PCB-iForest’s current implementation faces two limitations which will be addressed as part of future work by taking advantage of the framework’s flexible design to incorporate other ensemble-based OD algorithms and replacing the drift detection method. Thus, firstly, we will focus on the integration of Loda_{Two Hist.} into PCB-iForest, given (i) its rapid processing and (ii) the fact that its classification results could be further improved by replacing the pair of alternating windows with our approach. Therefore, the set of histograms will only partially be replaced if concept drift is detected and will not completely be discarded after each window.

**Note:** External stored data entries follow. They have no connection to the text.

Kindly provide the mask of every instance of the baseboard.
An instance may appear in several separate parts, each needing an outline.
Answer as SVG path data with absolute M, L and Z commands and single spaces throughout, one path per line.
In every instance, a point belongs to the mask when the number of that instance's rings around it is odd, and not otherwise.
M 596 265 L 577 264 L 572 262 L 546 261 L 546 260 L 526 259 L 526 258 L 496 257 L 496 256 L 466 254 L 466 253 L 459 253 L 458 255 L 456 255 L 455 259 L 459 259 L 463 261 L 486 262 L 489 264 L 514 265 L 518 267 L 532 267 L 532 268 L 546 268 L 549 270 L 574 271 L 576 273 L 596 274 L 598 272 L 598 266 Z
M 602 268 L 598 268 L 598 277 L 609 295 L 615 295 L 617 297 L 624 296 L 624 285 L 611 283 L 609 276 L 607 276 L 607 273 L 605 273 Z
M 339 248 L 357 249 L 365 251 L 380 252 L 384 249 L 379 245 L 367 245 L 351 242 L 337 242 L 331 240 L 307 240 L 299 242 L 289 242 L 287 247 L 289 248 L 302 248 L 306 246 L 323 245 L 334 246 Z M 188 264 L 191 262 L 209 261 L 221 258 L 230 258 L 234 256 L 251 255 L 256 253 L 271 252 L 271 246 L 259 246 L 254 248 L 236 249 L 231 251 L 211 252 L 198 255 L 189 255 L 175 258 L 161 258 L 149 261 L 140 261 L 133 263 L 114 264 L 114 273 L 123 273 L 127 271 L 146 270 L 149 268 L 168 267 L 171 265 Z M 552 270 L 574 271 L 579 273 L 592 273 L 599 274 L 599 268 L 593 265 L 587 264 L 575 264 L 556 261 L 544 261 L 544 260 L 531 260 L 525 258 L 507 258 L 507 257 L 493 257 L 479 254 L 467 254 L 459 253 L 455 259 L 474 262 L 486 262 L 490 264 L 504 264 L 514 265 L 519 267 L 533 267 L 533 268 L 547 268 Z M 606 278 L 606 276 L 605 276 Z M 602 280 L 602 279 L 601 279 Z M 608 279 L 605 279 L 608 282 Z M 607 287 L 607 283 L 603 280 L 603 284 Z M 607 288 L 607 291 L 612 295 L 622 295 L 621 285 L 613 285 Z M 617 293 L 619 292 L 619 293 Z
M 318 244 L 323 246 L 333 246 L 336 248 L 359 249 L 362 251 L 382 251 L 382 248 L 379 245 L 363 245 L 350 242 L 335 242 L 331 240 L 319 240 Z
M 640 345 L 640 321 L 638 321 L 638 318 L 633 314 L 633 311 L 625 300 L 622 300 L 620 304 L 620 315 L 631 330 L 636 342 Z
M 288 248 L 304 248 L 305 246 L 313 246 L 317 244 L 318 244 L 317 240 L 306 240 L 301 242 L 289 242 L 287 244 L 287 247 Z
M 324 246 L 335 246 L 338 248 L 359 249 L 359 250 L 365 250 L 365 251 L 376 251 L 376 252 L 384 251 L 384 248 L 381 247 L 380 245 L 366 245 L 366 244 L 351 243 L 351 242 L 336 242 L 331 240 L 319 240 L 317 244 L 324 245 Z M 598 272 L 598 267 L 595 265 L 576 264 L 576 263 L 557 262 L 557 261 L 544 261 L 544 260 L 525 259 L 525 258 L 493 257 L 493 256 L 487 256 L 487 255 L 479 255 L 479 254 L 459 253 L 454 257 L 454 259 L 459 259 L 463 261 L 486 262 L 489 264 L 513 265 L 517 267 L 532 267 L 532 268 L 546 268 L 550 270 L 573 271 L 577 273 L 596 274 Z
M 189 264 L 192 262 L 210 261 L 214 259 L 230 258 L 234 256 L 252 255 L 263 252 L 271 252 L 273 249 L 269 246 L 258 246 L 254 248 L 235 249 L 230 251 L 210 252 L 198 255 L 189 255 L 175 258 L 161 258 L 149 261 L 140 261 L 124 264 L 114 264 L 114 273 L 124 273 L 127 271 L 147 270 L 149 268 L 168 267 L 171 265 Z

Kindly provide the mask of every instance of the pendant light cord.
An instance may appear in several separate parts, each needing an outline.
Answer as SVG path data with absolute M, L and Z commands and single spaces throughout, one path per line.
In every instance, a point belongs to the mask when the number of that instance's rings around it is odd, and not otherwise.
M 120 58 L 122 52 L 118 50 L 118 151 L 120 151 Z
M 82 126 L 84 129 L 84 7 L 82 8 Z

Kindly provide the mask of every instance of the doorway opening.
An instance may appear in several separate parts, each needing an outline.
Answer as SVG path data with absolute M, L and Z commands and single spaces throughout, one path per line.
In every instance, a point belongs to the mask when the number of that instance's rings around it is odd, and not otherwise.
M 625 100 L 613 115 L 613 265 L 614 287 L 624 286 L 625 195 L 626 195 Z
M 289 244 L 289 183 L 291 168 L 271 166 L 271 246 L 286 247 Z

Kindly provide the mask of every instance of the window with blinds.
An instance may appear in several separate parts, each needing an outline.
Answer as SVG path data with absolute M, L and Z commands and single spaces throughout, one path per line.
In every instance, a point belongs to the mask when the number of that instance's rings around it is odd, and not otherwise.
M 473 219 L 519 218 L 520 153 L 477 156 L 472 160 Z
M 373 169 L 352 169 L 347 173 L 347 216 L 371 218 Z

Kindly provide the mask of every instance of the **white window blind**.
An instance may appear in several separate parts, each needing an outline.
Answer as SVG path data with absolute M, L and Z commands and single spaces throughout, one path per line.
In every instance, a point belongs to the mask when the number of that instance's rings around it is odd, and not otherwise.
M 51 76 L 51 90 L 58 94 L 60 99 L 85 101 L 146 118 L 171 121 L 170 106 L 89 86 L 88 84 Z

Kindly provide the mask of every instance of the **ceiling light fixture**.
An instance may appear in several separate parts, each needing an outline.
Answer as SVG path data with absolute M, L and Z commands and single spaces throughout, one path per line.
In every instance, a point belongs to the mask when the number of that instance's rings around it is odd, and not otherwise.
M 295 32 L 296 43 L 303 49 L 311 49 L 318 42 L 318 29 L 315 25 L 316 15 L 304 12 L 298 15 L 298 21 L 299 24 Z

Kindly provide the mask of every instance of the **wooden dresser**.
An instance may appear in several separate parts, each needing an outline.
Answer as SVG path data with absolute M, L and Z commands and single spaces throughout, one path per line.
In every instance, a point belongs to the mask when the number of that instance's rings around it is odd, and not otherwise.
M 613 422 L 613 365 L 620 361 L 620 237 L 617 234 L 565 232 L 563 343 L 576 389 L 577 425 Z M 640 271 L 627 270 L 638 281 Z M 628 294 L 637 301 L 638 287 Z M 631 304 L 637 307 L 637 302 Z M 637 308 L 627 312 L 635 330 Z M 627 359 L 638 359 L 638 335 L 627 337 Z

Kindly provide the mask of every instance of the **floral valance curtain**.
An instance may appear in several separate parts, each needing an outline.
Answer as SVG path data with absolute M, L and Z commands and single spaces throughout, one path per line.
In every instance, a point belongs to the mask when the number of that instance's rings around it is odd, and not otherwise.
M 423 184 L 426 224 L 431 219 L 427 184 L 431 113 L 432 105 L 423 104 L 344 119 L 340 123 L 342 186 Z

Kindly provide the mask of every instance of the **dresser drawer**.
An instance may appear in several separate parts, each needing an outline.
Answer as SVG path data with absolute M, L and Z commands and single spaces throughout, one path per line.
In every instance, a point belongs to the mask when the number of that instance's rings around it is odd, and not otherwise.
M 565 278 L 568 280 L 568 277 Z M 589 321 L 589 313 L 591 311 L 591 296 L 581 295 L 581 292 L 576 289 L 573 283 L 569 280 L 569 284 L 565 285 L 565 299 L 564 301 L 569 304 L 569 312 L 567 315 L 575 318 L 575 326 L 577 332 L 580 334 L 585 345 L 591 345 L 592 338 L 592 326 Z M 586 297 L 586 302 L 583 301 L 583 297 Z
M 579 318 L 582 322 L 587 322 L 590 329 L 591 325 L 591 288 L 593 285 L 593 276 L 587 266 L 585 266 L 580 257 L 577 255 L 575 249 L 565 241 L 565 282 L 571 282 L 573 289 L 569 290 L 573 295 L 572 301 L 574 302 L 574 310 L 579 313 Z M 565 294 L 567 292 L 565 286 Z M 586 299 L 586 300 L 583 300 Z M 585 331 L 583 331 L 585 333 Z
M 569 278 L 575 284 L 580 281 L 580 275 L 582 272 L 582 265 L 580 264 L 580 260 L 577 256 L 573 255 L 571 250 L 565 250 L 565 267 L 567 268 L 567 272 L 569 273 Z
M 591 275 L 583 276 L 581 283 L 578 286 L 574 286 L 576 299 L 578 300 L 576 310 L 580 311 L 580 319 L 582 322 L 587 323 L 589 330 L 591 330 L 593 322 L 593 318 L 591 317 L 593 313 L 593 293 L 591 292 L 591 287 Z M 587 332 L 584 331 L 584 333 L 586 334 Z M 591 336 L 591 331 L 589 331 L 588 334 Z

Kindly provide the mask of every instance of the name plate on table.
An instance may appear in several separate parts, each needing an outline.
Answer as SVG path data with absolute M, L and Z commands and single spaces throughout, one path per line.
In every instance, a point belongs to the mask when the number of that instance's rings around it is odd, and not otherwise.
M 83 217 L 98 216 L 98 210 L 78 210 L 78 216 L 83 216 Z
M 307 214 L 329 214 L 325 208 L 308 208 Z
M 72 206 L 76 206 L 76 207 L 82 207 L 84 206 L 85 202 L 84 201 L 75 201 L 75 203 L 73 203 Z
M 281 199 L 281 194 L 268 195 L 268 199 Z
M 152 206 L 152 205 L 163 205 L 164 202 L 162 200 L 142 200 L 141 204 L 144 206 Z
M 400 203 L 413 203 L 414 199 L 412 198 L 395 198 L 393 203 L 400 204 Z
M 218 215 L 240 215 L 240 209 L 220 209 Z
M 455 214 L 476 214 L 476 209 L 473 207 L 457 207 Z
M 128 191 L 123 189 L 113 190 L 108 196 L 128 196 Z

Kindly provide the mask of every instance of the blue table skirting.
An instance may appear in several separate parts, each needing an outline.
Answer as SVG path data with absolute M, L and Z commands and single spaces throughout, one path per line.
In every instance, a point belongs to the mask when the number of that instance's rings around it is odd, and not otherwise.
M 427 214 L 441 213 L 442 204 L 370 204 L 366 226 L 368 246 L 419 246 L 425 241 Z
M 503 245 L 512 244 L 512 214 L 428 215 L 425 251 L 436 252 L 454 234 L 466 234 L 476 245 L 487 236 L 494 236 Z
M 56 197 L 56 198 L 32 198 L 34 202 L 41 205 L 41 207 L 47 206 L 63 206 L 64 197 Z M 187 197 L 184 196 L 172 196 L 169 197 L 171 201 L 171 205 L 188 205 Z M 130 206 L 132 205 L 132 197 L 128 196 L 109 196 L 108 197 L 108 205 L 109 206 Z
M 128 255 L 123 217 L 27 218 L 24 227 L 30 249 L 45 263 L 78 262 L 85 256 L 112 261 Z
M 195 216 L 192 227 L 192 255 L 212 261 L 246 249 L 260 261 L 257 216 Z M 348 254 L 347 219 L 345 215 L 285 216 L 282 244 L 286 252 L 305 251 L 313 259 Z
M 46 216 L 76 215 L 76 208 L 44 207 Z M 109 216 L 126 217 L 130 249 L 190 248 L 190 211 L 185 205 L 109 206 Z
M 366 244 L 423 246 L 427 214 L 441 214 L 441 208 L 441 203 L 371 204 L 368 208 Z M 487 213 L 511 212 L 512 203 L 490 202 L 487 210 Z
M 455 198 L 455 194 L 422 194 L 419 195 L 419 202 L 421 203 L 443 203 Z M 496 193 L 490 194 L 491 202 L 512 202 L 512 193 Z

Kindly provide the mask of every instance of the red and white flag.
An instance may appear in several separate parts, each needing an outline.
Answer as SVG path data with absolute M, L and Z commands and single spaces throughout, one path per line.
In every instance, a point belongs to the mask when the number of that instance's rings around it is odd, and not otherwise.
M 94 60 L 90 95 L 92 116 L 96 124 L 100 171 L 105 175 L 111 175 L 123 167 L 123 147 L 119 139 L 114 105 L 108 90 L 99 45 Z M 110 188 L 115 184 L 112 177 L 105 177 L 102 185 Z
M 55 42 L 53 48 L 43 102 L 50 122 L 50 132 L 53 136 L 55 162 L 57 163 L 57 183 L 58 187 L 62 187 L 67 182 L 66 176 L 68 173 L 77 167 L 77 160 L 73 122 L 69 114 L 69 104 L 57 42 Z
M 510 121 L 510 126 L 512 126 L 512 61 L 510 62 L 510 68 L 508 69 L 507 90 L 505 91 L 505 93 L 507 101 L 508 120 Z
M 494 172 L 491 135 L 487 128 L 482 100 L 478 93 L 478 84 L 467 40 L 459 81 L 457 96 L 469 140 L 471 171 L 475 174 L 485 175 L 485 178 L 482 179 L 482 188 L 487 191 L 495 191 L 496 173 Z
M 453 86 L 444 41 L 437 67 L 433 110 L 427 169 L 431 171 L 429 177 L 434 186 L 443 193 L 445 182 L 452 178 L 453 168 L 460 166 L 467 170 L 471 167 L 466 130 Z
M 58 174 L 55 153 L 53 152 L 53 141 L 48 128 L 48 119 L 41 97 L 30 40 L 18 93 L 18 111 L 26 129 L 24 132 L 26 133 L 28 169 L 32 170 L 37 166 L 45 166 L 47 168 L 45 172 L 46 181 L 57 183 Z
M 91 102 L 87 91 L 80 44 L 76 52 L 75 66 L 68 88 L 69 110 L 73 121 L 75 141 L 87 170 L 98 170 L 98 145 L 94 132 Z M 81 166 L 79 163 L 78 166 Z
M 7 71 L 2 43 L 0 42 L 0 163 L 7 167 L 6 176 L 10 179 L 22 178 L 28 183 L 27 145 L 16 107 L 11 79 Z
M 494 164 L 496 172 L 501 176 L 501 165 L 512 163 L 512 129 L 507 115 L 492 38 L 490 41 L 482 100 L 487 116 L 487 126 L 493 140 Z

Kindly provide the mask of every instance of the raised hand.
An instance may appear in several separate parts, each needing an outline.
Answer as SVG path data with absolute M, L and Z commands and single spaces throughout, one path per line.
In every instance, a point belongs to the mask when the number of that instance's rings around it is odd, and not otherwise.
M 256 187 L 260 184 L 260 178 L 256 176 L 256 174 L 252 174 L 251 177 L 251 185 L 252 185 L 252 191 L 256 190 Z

Secondly, drift detection is a crucial component of our approach, since it must reliably detects concept drifts and should not be prone to a high number of false detections, because this would degrade both the classification and computational performance. Therefore, our future work will (i) focus on the improvement of NDKSWIN, since it is possibly prone to the multiple comparisons problem, and (ii) evaluate the use of other multi-dimensional data-centric algorithms within PCB-iForest.

More research will also be part of PCB-iForest_IBFS’s feature scoring functionality, since even if it is able to score and rank the best-performing features during runtime, determining the “optimum” number of features that should be used as a feature subset is still an open issue. Although the subsets with 25–75% of the whole feature set could achieve promising results, this is highly dependent on the data source and algorithm type. Thus, a method will be developed that determines the best feature subset based on the analysis of the feature scores.